In 1930 Salvador Dalí was looking for a house of his own, he established himself in Portlligat, in the fisherman’s hut that Lídia Noguer had sold him. The house is in fact a cabin with its roof in poor condition, where Lídia’s sons kept their fishing gear. In order to purchase the Portlligat house Dalí used the 20,000 French francs that the Viscount of Noailles, as patron, decided to give Dalí as an advance on a painting that was to end up as The Old Age of William Tell.

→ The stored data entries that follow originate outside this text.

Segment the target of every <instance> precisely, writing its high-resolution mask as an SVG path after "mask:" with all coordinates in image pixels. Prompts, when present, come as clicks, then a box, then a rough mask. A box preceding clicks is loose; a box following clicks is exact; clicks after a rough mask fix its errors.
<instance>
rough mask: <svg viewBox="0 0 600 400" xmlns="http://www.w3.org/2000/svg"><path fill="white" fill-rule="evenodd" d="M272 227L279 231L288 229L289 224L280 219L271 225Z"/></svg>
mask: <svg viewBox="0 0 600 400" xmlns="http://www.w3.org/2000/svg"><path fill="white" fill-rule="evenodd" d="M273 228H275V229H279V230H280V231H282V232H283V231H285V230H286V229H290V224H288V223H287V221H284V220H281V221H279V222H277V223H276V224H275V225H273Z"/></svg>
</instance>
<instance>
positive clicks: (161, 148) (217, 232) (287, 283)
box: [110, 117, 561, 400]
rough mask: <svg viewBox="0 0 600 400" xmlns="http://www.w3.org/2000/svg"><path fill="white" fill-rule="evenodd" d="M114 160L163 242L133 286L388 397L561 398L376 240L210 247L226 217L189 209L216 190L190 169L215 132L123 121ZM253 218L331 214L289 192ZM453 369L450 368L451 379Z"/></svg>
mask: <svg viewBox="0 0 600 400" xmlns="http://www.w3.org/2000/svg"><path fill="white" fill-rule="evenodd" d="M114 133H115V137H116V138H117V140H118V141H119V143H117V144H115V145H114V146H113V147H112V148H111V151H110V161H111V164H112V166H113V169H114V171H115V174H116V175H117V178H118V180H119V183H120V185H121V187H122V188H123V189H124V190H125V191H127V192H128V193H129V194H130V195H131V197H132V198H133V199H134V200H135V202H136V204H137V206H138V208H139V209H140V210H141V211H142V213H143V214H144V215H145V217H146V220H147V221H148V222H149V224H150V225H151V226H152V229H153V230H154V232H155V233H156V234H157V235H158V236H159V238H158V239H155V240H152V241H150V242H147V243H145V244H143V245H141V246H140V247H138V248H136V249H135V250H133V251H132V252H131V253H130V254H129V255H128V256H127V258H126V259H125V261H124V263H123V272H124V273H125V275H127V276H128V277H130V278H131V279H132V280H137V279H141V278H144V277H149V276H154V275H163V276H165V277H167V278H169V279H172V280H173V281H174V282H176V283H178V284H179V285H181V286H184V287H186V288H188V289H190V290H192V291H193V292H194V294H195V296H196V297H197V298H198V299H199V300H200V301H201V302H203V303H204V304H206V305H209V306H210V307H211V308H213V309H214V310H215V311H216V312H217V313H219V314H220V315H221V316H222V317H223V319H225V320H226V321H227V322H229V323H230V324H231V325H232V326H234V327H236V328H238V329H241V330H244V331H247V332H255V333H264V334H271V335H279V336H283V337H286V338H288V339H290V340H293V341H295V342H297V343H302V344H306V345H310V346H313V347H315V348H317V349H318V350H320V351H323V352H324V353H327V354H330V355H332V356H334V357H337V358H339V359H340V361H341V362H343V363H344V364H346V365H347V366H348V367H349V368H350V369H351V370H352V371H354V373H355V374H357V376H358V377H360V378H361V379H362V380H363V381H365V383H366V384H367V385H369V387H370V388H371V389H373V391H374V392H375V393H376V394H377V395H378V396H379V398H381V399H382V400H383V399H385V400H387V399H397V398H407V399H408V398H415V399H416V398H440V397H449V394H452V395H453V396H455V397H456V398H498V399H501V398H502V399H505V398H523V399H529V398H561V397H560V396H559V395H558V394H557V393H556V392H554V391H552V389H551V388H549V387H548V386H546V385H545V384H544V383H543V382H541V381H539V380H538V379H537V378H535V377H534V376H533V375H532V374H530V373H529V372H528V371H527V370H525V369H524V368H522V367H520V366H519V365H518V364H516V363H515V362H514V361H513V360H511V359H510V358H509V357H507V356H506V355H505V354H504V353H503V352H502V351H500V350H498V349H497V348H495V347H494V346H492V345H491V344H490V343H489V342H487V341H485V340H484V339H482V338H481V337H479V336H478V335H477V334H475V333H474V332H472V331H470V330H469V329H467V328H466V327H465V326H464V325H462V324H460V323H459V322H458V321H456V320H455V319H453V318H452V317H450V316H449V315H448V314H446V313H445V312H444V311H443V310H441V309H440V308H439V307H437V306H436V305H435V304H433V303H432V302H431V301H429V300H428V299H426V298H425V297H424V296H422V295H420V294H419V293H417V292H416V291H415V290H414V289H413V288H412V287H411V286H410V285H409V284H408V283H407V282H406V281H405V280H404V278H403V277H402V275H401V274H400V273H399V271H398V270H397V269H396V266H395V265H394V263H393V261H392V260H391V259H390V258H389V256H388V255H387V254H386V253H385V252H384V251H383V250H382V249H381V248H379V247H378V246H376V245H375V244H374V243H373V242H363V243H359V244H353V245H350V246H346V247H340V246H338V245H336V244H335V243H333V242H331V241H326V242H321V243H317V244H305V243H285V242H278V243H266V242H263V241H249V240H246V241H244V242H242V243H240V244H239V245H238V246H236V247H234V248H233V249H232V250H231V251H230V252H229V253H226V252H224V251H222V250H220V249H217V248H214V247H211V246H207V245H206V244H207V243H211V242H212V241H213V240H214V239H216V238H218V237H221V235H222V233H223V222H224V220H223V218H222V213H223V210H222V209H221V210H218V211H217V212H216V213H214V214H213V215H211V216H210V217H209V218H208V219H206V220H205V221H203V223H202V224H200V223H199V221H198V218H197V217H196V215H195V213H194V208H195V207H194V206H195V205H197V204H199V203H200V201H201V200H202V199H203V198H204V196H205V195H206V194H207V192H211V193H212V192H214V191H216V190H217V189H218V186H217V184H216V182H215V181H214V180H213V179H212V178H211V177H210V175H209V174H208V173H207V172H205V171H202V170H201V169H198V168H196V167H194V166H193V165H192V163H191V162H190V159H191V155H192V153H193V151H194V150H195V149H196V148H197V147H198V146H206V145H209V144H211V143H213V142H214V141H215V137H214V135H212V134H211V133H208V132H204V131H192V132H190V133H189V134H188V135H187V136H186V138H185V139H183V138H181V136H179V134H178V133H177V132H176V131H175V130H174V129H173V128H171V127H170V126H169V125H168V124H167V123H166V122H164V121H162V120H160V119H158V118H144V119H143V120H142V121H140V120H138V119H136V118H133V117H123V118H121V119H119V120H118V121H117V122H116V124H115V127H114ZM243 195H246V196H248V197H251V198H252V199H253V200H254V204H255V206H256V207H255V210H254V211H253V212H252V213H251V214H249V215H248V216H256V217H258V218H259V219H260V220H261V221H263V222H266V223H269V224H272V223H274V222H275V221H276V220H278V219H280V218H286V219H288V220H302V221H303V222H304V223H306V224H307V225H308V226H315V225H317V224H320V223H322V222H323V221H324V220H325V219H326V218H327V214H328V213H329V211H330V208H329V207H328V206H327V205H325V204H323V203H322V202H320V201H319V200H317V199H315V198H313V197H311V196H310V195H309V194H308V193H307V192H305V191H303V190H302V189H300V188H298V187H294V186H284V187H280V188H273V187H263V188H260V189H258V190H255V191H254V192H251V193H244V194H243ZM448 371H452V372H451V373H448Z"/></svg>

Dalí tells us about the difficulties of getting to Portlligat from Paris in his autobiography La Vida Secreta de Salvador Dalí, in which he also speaks about the plan for the house: “Our little house was to consist of a room of about four square metres that was to serve as a dining room, bedroom, studio and an entrance hall. You go up some steps and as you land, three doors open out, taking you to a shower, a toilet and a kitchen of very tight dimensions that you can hardly squeeze in. I wanted it all good and small ̶̶ the smaller the more womblike.”

Referring to his usual residence, Salvador Dalí said: “Portlligat is the place of production, the ideal place for my work. Everything fits to make it so: time goes more slowly and each hour has its proper dimension. There is a geological peacefulness: it is a unique planetary case.”

Over the next four decades, he purchased neighboring cabins, gradually expanding the property into a twisting, labyrinthine villa, packed with artwork and ephemera reflecting his unique obsessions and fixations.

In 1955, photographer Charles Hewitt visited Dalí and his wife/muse/business manager Gala at their home to shoot photos for a Picture Post story entitled “A Day With Salvador Dalí.”

The artist, never one to shy away from a little showmanship, gamely modeled for the camera.